The Inuvik to Tuktoyaktuk Highway (ITH), a 140km-long road that reaches to Canada’s arctic coast, is scheduled to open on November 15, 2017. While economic opportunities in the form of tourism, employment and business development have been heralded, unexpected opportunities in geoscience research have come along for the ride. The ITH crosses over permafrost terrain and this new research and monitoring can inform maintenance, regulation and climate change adaptation strategies related to this project.

Road traffic is not yet permitted on the ITH, but it is scheduled to open on 15 November 2017. Visit www.inf.gov.nt.ca for updates.

The ITH Geoscience Project

The ITH was a catalyst for establishing a state-of-the-art permafrost measurement network. The program was supported by the Department of Infrastructure and sparked collaboration between the Department of Industry, Tourism and Investment’s NWT Geological Survey, the Geological Survey of Canada, University of Alberta, Carleton University and Wilfrid Laurier University. 

During the 21-day field program in February and March 2017, a team of contractors and researchers collected more than 190 m of permafrost core and installed ground temperature monitoring cables in 16 boreholes along the ITH.

The permafrost core was split lengthwise and one half was sampled for analysis at the Aurora Research Institute in Inuvik, Geological Survey of Canada in Ottawa and Taiga Environmental Laboratory in Yellowknife. The other half of the permafrost core was sent to the University of Alberta to be archived for further research.

This study will inform a suite of integrated geoscience and engineering research. As permafrost thaw can damage roads and buildings, the research is a significant part of infrastructure planning in the Northwest Territories (NWT) and throughout the circumpolar region. 

‘Cool’ Learning Experience for Inuvik Students

While in Inuvik, the research team shared the excitement of the drilling program through several educational activities.  A number of students, including those in the Environment and Natural Resource Technology Program at Aurora College, as well as math and chemistry students at East Three Secondary School visited the team’s laboratory at the Western Arctic Research Centre.

The students saw permafrost core being cut with a large circular saw and learned what permafrost scientists do. The hands-on experience allowed the students to touch permafrost samples and see how they are processed in the lab.

The NTGS is a science-mandated division of ITI committed to enhancing the availability of geoscience information.

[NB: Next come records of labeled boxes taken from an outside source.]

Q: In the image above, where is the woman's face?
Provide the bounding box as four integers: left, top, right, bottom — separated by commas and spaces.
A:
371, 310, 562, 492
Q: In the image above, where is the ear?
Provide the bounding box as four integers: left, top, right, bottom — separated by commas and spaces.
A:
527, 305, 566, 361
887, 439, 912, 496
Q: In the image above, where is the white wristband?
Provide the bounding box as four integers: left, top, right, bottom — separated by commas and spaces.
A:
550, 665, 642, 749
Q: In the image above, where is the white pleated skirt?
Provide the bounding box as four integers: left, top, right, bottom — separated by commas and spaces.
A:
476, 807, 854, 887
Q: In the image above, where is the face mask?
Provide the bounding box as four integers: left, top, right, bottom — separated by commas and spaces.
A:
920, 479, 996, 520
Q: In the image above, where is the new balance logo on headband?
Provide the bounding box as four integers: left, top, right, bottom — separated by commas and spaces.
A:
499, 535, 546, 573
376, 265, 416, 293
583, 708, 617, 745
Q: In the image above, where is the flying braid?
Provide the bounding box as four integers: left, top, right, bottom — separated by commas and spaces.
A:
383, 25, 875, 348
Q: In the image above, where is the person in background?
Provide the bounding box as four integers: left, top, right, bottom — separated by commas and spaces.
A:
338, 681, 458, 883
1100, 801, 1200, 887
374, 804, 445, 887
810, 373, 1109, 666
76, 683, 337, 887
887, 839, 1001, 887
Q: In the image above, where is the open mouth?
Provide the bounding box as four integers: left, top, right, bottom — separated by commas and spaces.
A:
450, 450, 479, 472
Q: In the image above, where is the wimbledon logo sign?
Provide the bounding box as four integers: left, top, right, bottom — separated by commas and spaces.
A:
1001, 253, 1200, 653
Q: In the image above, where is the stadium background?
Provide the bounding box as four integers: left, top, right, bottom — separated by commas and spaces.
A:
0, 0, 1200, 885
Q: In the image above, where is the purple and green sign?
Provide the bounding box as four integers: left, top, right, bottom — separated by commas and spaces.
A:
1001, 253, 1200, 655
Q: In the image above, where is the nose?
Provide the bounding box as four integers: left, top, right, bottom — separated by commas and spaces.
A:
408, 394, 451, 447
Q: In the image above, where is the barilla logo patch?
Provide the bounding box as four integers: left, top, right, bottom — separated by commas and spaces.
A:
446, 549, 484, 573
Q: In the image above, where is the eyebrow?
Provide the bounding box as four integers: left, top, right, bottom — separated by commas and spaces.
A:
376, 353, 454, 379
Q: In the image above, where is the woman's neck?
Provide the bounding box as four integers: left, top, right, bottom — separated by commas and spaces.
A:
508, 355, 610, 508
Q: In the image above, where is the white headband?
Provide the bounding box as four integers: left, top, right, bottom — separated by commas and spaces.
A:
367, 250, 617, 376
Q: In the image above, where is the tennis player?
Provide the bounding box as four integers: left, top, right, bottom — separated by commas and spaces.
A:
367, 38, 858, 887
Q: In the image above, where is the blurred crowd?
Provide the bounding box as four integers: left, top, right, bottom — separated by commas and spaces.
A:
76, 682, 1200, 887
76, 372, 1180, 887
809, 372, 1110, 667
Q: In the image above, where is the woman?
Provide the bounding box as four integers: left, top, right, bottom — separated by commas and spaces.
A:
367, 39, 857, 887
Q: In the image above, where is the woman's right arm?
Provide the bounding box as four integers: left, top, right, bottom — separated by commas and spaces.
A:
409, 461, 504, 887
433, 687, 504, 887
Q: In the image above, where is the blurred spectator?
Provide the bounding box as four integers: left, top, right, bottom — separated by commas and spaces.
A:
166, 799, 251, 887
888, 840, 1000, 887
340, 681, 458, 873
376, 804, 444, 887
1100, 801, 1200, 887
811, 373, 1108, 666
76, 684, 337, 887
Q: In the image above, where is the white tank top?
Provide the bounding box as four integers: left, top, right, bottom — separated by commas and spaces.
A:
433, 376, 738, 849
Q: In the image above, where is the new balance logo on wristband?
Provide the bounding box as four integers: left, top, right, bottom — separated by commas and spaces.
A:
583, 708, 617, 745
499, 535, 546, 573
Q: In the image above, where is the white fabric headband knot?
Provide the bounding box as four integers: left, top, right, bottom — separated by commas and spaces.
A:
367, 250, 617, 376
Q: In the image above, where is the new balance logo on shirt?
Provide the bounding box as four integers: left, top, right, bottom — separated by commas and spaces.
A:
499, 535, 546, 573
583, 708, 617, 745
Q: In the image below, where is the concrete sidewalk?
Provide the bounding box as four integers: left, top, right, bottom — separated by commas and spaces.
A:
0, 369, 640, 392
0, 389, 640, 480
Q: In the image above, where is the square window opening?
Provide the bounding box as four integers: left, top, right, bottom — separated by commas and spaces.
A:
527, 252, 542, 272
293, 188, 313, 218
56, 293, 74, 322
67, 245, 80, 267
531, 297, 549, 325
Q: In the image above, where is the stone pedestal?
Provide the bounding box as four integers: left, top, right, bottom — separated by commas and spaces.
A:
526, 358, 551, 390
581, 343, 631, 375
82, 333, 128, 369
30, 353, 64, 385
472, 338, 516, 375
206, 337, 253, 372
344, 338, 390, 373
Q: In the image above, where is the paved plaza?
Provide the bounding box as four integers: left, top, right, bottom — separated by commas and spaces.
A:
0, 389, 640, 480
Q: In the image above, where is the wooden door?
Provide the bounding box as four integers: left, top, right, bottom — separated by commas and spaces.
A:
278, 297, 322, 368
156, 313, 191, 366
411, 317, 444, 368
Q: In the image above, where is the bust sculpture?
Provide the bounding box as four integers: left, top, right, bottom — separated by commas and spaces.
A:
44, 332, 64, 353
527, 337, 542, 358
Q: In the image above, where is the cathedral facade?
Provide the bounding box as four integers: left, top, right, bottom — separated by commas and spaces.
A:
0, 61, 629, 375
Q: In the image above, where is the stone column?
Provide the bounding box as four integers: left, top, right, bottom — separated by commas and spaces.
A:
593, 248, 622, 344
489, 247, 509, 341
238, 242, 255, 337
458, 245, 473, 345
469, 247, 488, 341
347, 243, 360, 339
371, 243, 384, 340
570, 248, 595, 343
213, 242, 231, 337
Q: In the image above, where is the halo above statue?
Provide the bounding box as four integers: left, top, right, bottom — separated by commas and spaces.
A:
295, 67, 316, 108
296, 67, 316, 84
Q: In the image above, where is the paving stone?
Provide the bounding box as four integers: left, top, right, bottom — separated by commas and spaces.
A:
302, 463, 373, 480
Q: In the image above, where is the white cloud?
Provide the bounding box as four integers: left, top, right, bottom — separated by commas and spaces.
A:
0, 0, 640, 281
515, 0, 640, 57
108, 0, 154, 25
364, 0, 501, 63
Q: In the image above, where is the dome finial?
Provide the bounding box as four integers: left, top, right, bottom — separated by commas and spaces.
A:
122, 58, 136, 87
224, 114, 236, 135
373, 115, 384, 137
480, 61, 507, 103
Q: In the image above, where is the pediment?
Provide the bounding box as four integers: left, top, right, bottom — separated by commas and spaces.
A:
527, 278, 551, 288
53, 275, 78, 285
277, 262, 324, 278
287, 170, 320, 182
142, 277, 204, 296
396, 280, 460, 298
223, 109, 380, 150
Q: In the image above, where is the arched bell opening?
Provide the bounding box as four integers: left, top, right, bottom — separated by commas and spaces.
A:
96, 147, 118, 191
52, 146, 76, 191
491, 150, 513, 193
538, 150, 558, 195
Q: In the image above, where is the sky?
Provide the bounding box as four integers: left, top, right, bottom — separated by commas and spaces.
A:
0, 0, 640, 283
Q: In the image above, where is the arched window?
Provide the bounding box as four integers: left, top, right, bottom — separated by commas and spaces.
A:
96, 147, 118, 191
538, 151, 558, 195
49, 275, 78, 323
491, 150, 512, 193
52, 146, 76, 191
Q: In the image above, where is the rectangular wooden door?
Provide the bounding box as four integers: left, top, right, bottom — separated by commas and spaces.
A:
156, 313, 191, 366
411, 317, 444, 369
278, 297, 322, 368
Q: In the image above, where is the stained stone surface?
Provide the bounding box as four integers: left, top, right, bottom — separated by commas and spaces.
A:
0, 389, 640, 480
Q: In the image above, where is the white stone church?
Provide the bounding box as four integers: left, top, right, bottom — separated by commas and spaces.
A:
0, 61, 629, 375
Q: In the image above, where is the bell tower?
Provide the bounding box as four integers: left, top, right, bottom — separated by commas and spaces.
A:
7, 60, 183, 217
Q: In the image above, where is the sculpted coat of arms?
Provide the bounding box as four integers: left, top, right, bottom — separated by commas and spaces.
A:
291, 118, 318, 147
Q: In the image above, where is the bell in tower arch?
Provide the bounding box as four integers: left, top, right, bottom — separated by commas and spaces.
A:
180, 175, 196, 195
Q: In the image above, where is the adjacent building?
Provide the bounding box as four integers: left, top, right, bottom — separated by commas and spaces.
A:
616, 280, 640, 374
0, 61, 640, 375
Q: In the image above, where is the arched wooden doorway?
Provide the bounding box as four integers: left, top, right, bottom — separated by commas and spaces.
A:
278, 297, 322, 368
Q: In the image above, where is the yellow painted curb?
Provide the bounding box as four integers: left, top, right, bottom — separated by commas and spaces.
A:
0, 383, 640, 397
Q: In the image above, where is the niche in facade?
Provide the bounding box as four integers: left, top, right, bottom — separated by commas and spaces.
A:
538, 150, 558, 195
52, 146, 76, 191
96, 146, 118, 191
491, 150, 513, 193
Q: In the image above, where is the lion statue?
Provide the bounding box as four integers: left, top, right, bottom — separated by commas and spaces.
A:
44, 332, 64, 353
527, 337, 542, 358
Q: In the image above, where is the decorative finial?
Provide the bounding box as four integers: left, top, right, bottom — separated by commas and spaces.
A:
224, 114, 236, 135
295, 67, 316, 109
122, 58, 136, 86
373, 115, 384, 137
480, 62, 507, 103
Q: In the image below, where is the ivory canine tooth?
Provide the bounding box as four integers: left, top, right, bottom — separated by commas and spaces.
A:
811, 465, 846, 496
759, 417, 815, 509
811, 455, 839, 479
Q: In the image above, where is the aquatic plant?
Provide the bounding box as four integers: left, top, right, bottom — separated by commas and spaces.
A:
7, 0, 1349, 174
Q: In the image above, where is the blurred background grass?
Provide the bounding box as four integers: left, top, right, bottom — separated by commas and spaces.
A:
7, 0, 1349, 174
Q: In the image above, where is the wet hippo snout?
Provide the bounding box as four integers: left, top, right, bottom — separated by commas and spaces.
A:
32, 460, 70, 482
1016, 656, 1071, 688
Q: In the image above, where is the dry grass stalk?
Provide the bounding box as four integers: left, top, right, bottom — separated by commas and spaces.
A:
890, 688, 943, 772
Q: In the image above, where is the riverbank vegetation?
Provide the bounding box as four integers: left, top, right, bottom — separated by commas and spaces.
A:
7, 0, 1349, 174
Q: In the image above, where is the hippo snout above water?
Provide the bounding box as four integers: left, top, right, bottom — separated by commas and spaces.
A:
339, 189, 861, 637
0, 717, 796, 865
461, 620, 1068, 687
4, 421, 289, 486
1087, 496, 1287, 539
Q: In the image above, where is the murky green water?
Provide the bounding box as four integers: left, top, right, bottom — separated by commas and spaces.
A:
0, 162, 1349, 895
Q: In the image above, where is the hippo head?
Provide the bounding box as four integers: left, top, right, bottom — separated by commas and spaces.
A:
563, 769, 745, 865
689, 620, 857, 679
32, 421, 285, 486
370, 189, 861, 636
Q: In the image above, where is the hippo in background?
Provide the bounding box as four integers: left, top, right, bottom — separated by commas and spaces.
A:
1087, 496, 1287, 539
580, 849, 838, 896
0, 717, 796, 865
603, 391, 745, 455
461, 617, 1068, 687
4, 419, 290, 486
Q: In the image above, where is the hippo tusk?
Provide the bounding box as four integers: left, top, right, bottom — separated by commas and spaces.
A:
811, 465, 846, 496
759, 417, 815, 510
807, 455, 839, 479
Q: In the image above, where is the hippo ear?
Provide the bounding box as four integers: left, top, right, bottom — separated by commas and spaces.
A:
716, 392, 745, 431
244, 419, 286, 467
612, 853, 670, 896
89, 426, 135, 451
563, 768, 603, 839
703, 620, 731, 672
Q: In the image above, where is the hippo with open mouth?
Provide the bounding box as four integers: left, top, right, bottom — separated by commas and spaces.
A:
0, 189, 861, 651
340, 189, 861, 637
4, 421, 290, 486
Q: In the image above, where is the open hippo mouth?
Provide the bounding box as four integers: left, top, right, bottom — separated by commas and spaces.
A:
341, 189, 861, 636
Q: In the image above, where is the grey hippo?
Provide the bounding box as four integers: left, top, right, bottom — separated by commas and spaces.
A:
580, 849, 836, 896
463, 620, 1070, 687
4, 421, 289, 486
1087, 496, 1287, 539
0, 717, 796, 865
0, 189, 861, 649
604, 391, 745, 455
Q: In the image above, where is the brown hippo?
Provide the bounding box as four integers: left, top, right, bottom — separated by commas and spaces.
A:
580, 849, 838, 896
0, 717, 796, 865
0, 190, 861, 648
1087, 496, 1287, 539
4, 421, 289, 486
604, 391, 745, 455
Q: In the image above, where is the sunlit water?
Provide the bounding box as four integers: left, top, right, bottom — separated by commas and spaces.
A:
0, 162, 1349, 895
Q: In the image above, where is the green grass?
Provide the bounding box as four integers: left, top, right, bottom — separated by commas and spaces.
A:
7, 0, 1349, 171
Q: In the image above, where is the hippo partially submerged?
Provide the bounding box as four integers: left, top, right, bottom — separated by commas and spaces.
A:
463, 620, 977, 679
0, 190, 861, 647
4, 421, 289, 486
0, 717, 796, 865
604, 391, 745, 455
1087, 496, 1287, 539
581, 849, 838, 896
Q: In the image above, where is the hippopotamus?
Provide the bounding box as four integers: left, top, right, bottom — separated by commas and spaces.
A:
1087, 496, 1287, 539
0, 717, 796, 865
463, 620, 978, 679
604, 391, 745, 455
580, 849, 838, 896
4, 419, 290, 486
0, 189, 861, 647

Five Fast Facts about Permafrost

  1. Permafrost is frozen ground that underlies terrain in cold climate regions. Think of it as the cement that holds northern landscapes together!
  2. Several communities in the western Arctic have ice-cellars excavated in permafrost and used to keep harvested food frozen through the summer.
  3. In tundra regions, this frozen layer of earth materials can be hundreds of metres thick and can be comprised of large volumes of ground ice.
  4. Some of the ice in NWT permafrost is over 10,000 years old, left over the Laurentide Ice Sheet.
  5. Climate change affects permafrost environments in the NWT; monitoring and research helps to inform adaptation strategies.